Principalmente caso se perceba que a Ucrânia prospera e a Rússia não. Para que prospere, será crucial encontrar o difícil equilíbrio entre desenvolver a relação comercial e de investimentos da Ucrânia com a União Europeia e não cortar seus laços econômicos com a Rússia. O acordo firmado na semana passada para adiar a adoção do tratado de livre comércio entre a UE e a Ucrânia permite ganhar algum tempo para buscar uma solução.

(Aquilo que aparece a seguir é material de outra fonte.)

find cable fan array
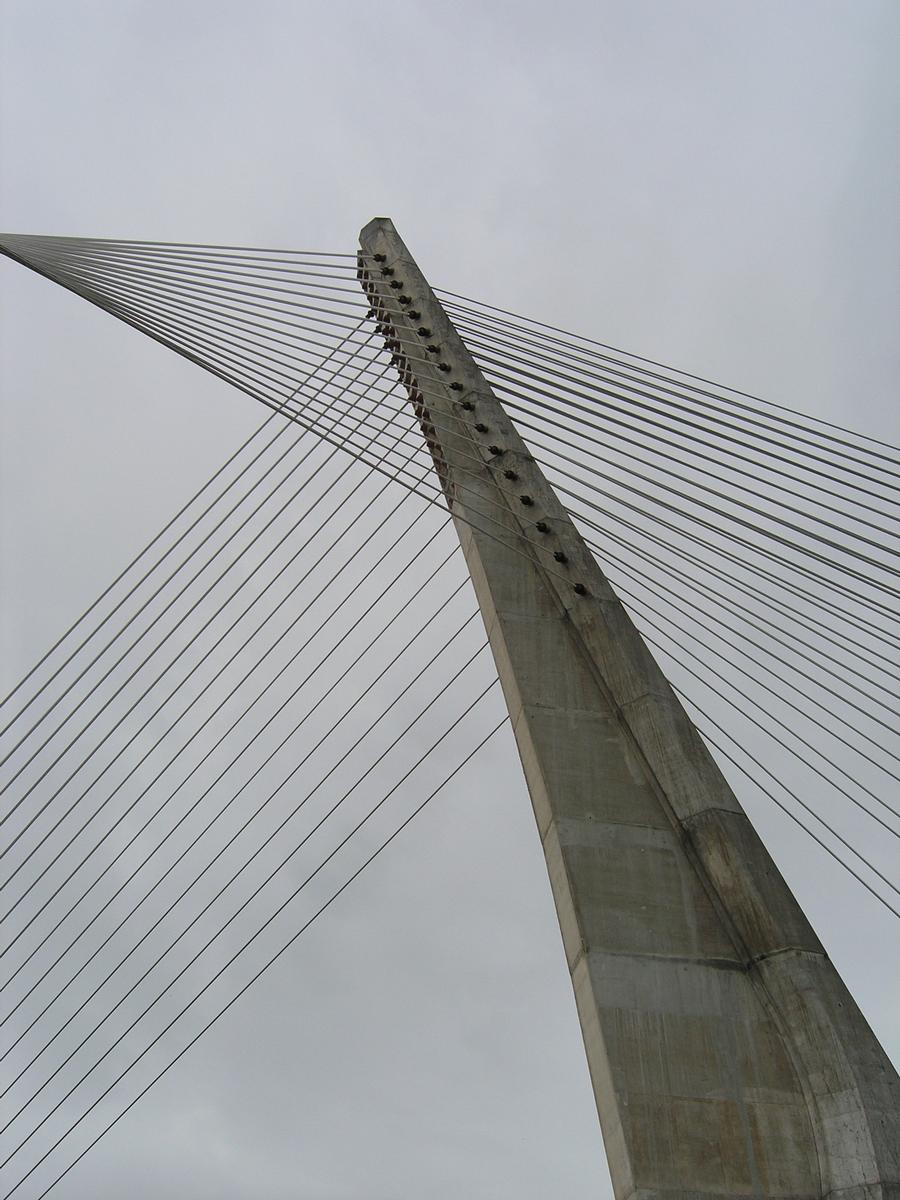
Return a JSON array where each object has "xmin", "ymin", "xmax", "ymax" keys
[{"xmin": 0, "ymin": 229, "xmax": 900, "ymax": 1198}]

Em seguida está a questão energética. O gás e o petróleo respondem aproximadamente pela metade das receitas federais da Rússia. Grande parte da Europa necessita do combustível russo para poder ter luz. Se a UE caminhar em direção à independência energética — que exige uma rede de interdependência energética dos Estados membros —, o equilíbrio de poder entre a Rússia e a Europa sofrerá uma alteração decisiva. Ao ajudar a Ucrânia, a Europa ajudará a si mesma.

Estas não são mais do que algumas sugestões para um plano de dez anos. Podem discordar de algumas, ou propor outras. O que não resta dúvidas é que a Europa precisa desse plano; que terá muitos componentes, não dois ou três que chamam muito a atenção; que seus principais instrumentos serão econômicos e políticos, não militares; que deverá ser constante na estratégia e flexível na tática; e que vai levar muito tempo para dar frutos. Se a Europa possuir a visão, a vontade e a paciência necessárias, o resultado vai trazer à mente a velha fábula do vento frio do Leste e do sol que apostam qual dos dois é capaz de tirar o casaco do homem que passa. O vento sopra e sopra, e o homem estremece e se abriga ainda mais para proteger-se do frio. Então o sol brilha, e o homem, suado, tira o casaco.

Timothy Garton Ash é professor de Estudos Europeus na Universidade de Oxford, onde coordena o projeto freespeechdebate.com, e é pesquisador titular do Instituto Hoover da Universidade Stanford. Seu livro mais recente: Os Fatos São Subversivos: Escritos Políticos para Uma Década sem Nome (Taurus).